"Das personagens de José Saramago, magistral inventor de ficções que ecoam no quotidiano palpável das nossas vidas, bem podemos dizer que são mestres do escritor e nossos mestres, sempre que nas suas ações, nos seus rostos e nas suas palavras reencontramos a sabedoria de homens e de mulheres legitimados pela autonomia e pela incondicional possibilidade que a ficção lhes confere; homens e mulheres chamados Baltasar e Blimunda, Ricardo Reis e Bartolomeu Lourenço, Raimundo Silva e José, Maria Sara e Oriana, Lídia e Maria de Magdala, Joana Carda e Cipriano Algor, o elefante Salomão e o seu cornaca, Tertuliano Máximo Afonso e António Claro, sua cópia exata e duplicada – ou vice-versa. E mesmo quando o nome não está lá – como em Ensaio sobre a Cegueira e em Ensaio sobre a Lucidez – é a sua omissão, como falso anonimato, que alegoricamente projeta os homens e as mulheres da ficção sobre o mundo real em que revemos dramas e conflitos ficcionais identificados como nossos e porventura com os nossos nomes. Citando um título conhecido: identificados com Todos os Nomes que no nosso mundo se encontram; ou ainda, lembrando palavras do escritor, no discurso de Estocolmo: “Não escritos, todos os nossos nomes estão lá.”

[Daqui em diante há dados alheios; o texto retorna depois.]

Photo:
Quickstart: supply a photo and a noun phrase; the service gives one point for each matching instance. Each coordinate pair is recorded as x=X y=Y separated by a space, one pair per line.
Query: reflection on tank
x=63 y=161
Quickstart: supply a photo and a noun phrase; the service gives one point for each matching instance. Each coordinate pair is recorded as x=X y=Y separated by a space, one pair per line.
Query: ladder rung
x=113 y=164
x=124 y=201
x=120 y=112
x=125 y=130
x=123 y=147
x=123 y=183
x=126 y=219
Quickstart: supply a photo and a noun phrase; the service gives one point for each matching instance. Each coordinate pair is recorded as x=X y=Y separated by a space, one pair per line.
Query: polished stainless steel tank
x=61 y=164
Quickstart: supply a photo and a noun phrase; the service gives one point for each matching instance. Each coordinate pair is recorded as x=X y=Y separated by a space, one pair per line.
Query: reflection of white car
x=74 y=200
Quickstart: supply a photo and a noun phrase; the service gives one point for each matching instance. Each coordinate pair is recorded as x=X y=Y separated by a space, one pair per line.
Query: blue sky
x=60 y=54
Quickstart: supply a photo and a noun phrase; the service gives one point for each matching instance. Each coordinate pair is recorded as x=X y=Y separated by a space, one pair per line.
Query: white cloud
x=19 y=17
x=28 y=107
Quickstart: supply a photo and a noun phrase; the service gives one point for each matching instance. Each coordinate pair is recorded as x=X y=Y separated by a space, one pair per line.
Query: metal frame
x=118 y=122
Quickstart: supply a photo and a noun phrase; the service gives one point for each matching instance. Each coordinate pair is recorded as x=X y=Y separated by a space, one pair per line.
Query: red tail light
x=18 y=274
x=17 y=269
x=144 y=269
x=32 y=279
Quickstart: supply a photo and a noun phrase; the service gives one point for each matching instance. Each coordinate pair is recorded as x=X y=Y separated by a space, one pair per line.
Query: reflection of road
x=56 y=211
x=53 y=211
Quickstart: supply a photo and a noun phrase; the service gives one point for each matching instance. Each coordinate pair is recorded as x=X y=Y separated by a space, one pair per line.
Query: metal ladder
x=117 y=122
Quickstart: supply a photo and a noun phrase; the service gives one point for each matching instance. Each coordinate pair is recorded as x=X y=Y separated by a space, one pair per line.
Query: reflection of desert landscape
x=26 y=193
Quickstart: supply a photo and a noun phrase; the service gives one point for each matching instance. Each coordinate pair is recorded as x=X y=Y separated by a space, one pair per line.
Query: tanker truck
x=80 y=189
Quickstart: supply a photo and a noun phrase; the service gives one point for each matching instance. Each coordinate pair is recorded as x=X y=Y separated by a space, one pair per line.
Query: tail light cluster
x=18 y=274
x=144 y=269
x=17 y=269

José Santa-Bárbara, "Os fazedores do capricho"
São estas figuras e outras mais (sem esquecer um cão chamado Constante), com nome inscrito ou sem ele, que nos provocam (provocare: chamar para fora), ao mesmo tempo que nos propõem sentidos que os transcendem e que nos transcendem, sob o signo do poder subversivo da linguagem. É esse poder que José Saramago invoca, quando um minúsculo e redondo vocábulo – um simples não – suscita a reconstrução histórica de um universo afinal fragilizado por esse poder subversivo; e é ainda em clave de subversão que o romancista enuncia a alegoria da fratura e da deriva, engenhosa indagação ficcional do destino ibérico; ou a metáfora do regresso e do reencontro com a pátria, sentidos camonianos mas também, à sua maneira, pessoanos; ou a imagem do coletivo e do seu poder redentor, no termo de um processo histórico que conduz à libertação dos levantados do chão; ou a imagem da construção e a sugestão ascensional que a confirma, quando se ergue o convento que a vontade real idealizara, ao mesmo tempo que a passarola voa; ou a representação da cegueira coletiva em que se surpreende uma condição humana degradada na repulsiva violência do seu egoísmo. Isso tudo e também o árduo trajeto da existência humana, a dissolução da identidade, a contestação da ortodoxia religiosa, a celebração da rebeldia, a revisão da palavra bíblica, a questionação da culpa ou a denúncia da arbitrariedade divina."